The massive bombing is now being supplemented with tanks, artillery and drones. On Monday 22 September, the last two hospitals in the city, a children’s hospital and one specialising in eye care, ceased to function. Israel also ordered the evacuation of a field hospital set up by the Jordanian government.
Long caravans of refugees are heading south in Gaza to camps where there is a lack of food, medicine and places to sleep, but which the Israeli army calls ‘humanitarian zones’. At the same time, bombing continues in Rafah and Khan Younis in the south.

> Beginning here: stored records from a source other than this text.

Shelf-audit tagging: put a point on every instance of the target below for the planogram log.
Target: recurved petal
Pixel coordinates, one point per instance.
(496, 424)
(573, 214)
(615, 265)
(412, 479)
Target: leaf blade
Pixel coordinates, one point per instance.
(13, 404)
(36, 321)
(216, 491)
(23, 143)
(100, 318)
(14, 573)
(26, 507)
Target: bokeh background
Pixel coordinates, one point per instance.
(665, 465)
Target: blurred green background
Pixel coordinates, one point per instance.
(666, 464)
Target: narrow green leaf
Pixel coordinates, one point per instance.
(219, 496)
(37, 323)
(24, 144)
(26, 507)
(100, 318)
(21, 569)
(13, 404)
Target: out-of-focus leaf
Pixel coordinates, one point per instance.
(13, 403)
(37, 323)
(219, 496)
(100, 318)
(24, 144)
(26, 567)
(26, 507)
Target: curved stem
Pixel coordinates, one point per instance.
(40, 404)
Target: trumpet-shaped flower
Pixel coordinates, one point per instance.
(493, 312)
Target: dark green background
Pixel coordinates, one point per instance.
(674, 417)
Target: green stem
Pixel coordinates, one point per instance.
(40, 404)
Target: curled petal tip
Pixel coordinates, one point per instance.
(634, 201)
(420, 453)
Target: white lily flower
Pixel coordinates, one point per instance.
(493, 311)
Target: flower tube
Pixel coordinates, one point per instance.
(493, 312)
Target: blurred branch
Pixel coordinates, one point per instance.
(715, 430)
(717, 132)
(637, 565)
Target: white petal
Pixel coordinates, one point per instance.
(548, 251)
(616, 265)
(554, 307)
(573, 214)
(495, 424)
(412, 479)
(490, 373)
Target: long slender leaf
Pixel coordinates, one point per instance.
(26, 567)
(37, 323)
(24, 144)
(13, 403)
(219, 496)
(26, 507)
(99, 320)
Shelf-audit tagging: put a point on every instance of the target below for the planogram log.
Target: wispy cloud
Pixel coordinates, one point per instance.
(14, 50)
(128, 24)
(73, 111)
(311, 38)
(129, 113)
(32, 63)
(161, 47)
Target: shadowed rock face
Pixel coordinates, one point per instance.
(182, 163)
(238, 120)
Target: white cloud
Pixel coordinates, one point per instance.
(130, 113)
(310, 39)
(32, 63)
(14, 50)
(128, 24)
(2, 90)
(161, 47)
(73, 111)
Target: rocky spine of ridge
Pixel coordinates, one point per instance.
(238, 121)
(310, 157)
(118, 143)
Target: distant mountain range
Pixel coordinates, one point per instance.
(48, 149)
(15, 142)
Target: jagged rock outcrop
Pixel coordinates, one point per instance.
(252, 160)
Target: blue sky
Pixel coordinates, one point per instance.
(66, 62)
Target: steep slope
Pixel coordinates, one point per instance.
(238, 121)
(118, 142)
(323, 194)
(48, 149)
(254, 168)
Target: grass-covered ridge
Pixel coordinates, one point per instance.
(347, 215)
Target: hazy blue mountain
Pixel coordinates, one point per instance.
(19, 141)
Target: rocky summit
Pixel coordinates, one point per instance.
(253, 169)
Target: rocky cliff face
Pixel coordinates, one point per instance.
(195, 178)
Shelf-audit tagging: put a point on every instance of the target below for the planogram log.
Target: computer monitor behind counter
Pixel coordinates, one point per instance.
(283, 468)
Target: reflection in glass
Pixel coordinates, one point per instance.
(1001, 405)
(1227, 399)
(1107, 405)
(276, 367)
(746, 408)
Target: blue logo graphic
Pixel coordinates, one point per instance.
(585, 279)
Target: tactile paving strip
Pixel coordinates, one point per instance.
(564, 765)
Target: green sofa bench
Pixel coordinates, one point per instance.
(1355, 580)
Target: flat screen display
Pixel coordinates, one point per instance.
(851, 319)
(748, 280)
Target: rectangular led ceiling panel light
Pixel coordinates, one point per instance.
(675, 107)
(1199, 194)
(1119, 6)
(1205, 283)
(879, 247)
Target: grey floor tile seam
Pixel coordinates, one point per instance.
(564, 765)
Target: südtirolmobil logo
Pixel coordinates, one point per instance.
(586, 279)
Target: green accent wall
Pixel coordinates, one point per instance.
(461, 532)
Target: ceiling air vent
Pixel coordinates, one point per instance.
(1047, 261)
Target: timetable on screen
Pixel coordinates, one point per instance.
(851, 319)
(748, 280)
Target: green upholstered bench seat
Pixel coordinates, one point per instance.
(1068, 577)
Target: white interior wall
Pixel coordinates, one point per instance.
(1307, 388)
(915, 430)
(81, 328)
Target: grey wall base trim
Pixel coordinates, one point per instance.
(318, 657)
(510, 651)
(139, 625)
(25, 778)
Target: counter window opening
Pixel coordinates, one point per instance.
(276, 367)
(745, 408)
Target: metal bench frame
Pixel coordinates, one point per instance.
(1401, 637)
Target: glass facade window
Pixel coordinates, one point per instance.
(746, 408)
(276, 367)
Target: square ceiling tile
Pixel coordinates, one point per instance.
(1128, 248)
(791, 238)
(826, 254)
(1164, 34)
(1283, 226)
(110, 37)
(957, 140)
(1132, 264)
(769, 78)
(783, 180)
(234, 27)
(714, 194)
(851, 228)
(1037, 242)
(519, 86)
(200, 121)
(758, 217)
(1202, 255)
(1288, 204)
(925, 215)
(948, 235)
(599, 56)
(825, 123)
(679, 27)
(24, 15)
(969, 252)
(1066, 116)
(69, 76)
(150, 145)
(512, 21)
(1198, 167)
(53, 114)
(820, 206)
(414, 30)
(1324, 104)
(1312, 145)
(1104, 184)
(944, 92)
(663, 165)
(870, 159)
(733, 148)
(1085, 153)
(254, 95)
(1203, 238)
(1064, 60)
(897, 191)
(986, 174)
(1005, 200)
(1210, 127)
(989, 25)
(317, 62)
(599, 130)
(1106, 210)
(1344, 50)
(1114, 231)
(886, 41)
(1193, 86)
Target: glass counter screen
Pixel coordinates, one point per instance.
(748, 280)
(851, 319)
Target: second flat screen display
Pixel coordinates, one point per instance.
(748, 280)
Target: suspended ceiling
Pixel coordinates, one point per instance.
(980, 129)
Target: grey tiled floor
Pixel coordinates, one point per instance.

Sveriges Radio employee Sami Abu Salem, his 90-year-old mother, wife and three children are among those who were forced to leave Gaza City last week, all except his mother on foot. In a radio report, he cannot stop crying over the devastation and the fact that they are once again forced to flee.
Smotrich’s plans
Israel’s far-right finance minister Smotrich says that plans to forcibly evacuate Palestinians from Gaza and replace them with settlements and other real estate are continuing, including plans to divide areas between Israel and the US.
Smotrich is also pushing for the West Bank to be formally annexed after 58 years of occupation. He says this will put an end to a Palestinian state once and for all, in response to international governments’ recognition of Palestine. The Netanyahu government is expected to make a decision shortly. How far they go will be decided in cooperation with Trump.
Netanyahu has also repeated that a Palestinian state will never be accepted. The Palestinian Authority (PA), which formally controls the West Bank and has cooperated with Israel, is now a target. Israel is withholding money belonging to the PA, totalling billions of dollars. This meant that schools in the West Bank could not start on 1 September. At the same time, extreme violence by settlers and the Israeli army is increasing, with Palestinians being displaced and villages surrounded.
Opposition and new conflicts
The Israeli government’s eternal war against Gaza, the West Bank and the region is creating new conflicts and resistance. In Israel, a majority is in favour of ending the war in Gaza, and even senior military figures, such as Chief of Staff Eyal Zamir, have criticised the attack on Gaza City. Almost two years of war and crisis have not brought Netanyahu’s ‘total victory’ any closer.
In the region, the authoritarian regimes close to the US and Israel are concerned. The rulers of the United Arab Emirates, the most important of the four states that signed the Abraham Accords on cooperation with Israel in 2020, have stated that an annexation of the West Bank would be a ‘red line’ that would jeopardise the agreement. Qatar has gathered representatives from 50 Muslim and Arab governments in protest against Israel firing missiles at Hamas offices in Doha. Trump’s hopes for Abraham Accords with Saudi Arabia, and perhaps some form of settlement with Syria, may have been postponed.
A sign of pressure and opposition to the Israeli government was when Netanyahu tried to respond to increased international criticism of the genocide in a speech on 15 September. With extreme nationalism, he called for a ‘super-Spartan economy,’ a comparison to a historically besieged state that can only rely on itself and needs increased self-sufficiency. But the right-wing nationalism that the government has used since the Hamas attack and the start of the genocide war nearly two years ago is not having the same impact as before, either in Israel or internationally.
For all those fighting against genocide, the way forward is escalated workers’ protests, including in Israel, without any trust in governments or the UN. The struggle for a free Palestine is a struggle against capitalism and imperialism.